The 30-second clip depicted a woman with a "severe COVID-19 illness" struggling to breathe on a ventilator.
Lastly, it faded to black with a stark warning to Australians.
"COVID-19 can affect anyone. Stay home. Get tested. Book your vaccination," the warning read.
While Australia opted for a fear-inducing video, other countries have opted for much more light-hearted campaigns featuring music, celebrity cameos and depictions of normal life after COVID.
New Zealand's call to vaccination is titled "Ka Kite, Covid", which is Maori for "See You Covid".
The one-minute clip sees Kiwis saying "Hey COVID" as they return to work, school, parties and the gym in a world free from the disease.

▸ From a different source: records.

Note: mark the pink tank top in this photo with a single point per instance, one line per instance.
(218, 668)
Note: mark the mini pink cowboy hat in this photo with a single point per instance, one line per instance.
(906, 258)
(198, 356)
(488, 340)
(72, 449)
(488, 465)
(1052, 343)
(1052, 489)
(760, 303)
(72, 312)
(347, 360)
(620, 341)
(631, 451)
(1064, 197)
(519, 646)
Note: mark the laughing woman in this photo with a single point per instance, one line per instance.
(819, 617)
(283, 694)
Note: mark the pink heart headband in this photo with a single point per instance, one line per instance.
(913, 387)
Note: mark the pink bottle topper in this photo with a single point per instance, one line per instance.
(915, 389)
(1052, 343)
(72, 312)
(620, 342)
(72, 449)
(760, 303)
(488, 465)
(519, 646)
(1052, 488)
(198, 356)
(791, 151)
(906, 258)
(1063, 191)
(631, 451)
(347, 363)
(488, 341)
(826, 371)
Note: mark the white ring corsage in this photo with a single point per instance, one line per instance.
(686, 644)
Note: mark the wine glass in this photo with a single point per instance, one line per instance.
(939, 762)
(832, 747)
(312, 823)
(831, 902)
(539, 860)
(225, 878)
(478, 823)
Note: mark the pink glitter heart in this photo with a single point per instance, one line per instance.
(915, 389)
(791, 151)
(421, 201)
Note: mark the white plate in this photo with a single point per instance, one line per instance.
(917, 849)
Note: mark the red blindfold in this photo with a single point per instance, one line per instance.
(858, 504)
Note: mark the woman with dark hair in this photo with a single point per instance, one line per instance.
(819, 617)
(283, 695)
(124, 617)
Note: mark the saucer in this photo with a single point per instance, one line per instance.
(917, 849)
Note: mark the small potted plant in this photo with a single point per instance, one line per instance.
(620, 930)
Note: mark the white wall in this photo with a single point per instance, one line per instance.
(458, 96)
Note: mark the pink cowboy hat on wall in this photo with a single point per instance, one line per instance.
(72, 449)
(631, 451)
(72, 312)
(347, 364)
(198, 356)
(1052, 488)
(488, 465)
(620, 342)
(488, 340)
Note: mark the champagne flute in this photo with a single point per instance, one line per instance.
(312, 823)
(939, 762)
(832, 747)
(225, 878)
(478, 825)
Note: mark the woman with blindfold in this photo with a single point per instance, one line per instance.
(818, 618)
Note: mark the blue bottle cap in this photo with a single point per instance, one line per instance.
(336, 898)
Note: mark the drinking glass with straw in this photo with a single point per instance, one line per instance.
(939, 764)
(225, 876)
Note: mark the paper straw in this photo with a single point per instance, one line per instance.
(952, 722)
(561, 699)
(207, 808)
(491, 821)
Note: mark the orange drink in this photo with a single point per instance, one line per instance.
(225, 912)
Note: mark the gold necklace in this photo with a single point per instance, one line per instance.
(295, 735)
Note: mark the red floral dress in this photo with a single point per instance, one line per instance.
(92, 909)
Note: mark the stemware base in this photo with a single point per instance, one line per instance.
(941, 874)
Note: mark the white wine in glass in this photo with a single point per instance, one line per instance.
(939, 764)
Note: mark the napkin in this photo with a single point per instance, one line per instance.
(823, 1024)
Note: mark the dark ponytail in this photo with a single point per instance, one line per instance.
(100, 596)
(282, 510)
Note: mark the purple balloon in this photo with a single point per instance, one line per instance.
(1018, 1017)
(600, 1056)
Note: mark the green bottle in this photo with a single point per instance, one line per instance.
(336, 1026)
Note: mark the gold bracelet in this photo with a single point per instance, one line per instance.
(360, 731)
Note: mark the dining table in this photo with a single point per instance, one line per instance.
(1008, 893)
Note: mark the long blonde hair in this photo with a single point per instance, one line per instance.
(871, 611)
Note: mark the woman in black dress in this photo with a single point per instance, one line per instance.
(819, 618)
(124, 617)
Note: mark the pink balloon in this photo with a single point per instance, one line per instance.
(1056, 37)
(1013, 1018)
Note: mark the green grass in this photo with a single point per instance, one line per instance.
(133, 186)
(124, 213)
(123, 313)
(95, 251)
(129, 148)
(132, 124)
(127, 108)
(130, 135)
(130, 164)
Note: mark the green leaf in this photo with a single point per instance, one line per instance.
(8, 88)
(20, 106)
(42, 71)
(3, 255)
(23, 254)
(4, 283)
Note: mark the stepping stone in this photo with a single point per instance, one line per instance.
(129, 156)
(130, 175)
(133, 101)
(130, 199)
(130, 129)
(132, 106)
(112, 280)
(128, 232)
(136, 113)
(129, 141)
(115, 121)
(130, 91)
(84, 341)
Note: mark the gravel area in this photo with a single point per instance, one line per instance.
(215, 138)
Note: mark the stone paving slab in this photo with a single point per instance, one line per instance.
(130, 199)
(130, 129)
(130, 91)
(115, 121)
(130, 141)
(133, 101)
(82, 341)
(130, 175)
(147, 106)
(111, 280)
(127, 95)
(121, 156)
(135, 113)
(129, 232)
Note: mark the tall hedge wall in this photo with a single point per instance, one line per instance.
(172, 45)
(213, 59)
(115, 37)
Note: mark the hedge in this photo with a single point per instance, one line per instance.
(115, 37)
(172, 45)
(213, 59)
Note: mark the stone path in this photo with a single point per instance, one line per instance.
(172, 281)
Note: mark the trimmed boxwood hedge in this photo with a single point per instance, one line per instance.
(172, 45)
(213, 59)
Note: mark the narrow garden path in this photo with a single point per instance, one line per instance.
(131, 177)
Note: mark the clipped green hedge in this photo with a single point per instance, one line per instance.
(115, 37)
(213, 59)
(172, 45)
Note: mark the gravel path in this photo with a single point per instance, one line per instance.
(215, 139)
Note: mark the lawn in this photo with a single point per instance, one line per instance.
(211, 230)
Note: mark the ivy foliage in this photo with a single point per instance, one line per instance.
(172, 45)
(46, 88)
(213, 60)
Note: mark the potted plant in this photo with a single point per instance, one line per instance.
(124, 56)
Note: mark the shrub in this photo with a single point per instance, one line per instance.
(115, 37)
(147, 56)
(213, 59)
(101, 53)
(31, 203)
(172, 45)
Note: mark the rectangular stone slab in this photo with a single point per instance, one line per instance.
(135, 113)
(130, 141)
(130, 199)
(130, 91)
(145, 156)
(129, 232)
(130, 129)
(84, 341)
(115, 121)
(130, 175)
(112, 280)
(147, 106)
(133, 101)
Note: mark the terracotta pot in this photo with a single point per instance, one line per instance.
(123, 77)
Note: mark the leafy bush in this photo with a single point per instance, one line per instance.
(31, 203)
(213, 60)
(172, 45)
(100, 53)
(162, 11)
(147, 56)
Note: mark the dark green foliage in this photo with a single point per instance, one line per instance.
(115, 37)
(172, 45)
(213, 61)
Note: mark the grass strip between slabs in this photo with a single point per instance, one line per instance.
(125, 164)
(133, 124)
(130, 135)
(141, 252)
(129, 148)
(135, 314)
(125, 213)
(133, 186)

Finally, the clip ends with a group of school boys performing the haka before ending on the final message "Do it for each other".
Sir Elton John and Sir Michael Caine both appeared in a humorous vaccination advertisement for the UK's National Health Service (NHS).

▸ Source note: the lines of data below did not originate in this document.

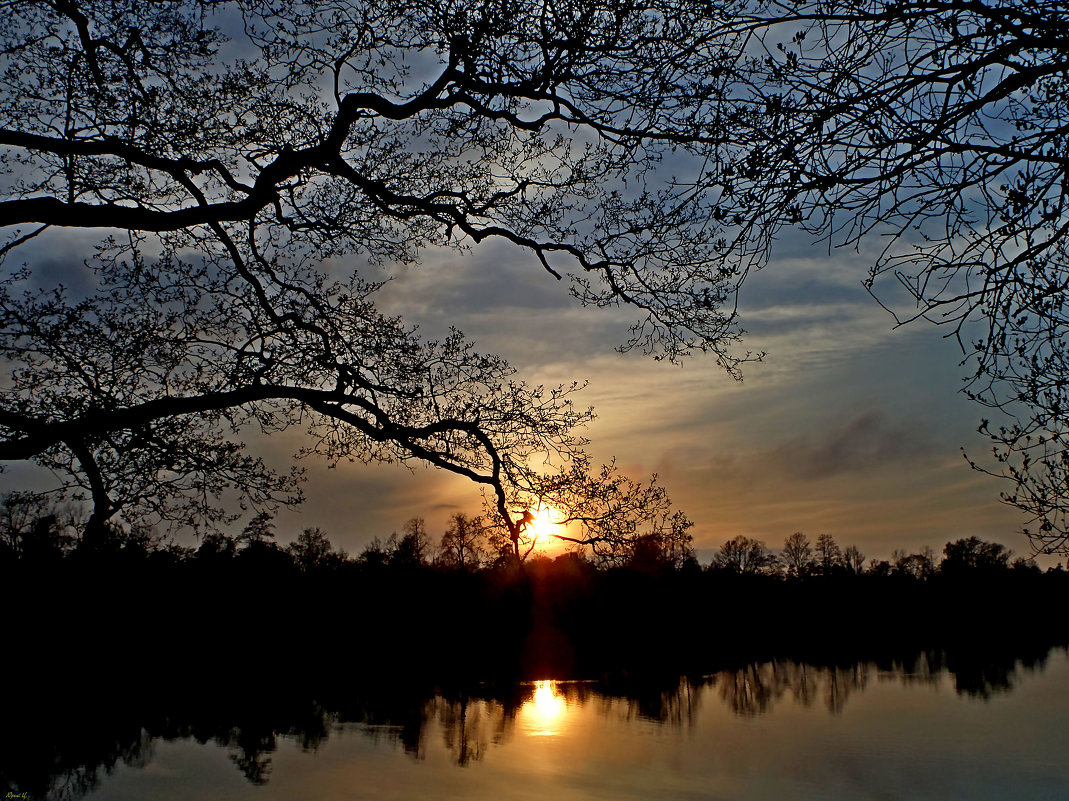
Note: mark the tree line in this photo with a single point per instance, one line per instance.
(221, 160)
(31, 530)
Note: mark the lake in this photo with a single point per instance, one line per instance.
(762, 730)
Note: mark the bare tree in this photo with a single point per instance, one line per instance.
(745, 556)
(854, 559)
(221, 179)
(231, 173)
(798, 554)
(829, 554)
(463, 543)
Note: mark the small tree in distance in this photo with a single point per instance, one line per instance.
(745, 556)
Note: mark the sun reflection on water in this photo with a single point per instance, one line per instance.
(544, 713)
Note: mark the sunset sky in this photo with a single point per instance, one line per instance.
(848, 426)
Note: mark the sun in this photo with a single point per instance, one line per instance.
(545, 524)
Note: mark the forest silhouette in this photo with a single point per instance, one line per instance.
(119, 640)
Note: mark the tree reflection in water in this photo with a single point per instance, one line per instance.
(60, 746)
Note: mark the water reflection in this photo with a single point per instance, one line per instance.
(545, 712)
(59, 746)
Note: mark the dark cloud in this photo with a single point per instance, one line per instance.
(867, 441)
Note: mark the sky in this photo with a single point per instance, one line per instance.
(849, 426)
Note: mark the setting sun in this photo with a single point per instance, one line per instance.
(544, 524)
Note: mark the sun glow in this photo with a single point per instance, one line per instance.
(545, 710)
(544, 525)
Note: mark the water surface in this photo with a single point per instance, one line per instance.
(765, 730)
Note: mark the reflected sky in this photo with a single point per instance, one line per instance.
(771, 730)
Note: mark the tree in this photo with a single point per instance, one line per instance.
(933, 132)
(221, 179)
(312, 550)
(225, 183)
(413, 548)
(798, 555)
(744, 556)
(462, 544)
(853, 559)
(259, 530)
(972, 553)
(610, 514)
(919, 566)
(829, 554)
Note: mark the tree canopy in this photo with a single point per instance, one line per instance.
(227, 162)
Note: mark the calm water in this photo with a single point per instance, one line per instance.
(772, 730)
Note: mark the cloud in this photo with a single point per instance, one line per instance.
(866, 441)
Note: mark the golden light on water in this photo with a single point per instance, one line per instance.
(545, 524)
(545, 710)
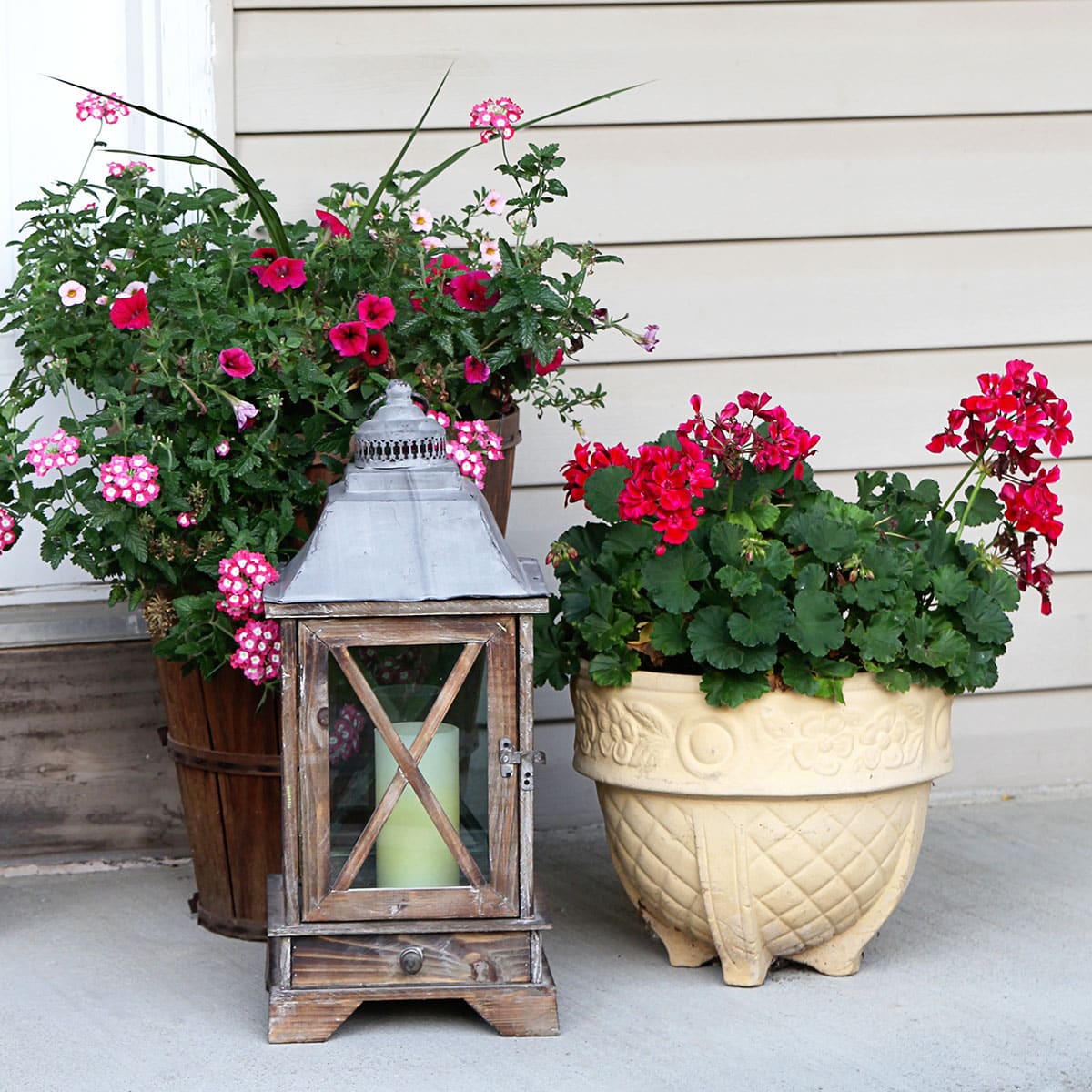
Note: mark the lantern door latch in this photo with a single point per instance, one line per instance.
(525, 760)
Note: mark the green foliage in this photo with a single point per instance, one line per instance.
(802, 601)
(159, 390)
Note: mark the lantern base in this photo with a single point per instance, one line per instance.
(317, 978)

"The more people in society that get vaccinated, the more chance there is of eradicating the national COVID pandemic," Elton John said in the clip.
The clip then showed Michael Caine getting a vaccination and saying "it didn't hurt".
The island-state recruited sitcom character Phua Chu Kang to sing a song urging Singaporeans to get vaccinated in a full-blown music video.
"Singapore, don't wait and see. Better get your shot. Steady pom pi pi,' Kang (played by Gurmit Singh) sings.
"Steady pom pi pi" is a Singlish term that describes a person who is able to maintain their composure during a crisis.
While other countries have opted for humorous advertisements, Canada opted for a serious yet inspirational tone in its vaccination campaign.
The video shows Canadians getting vaccinated, which has the 'ripple effect' of life returning to normal after COVID.
A waiter sets a table, a woman graduates, friends dance in a club and hockey players celebrate before a child jumps into their grandmother's arms.
"We can all help get there by getting vaccinated," the final screen read.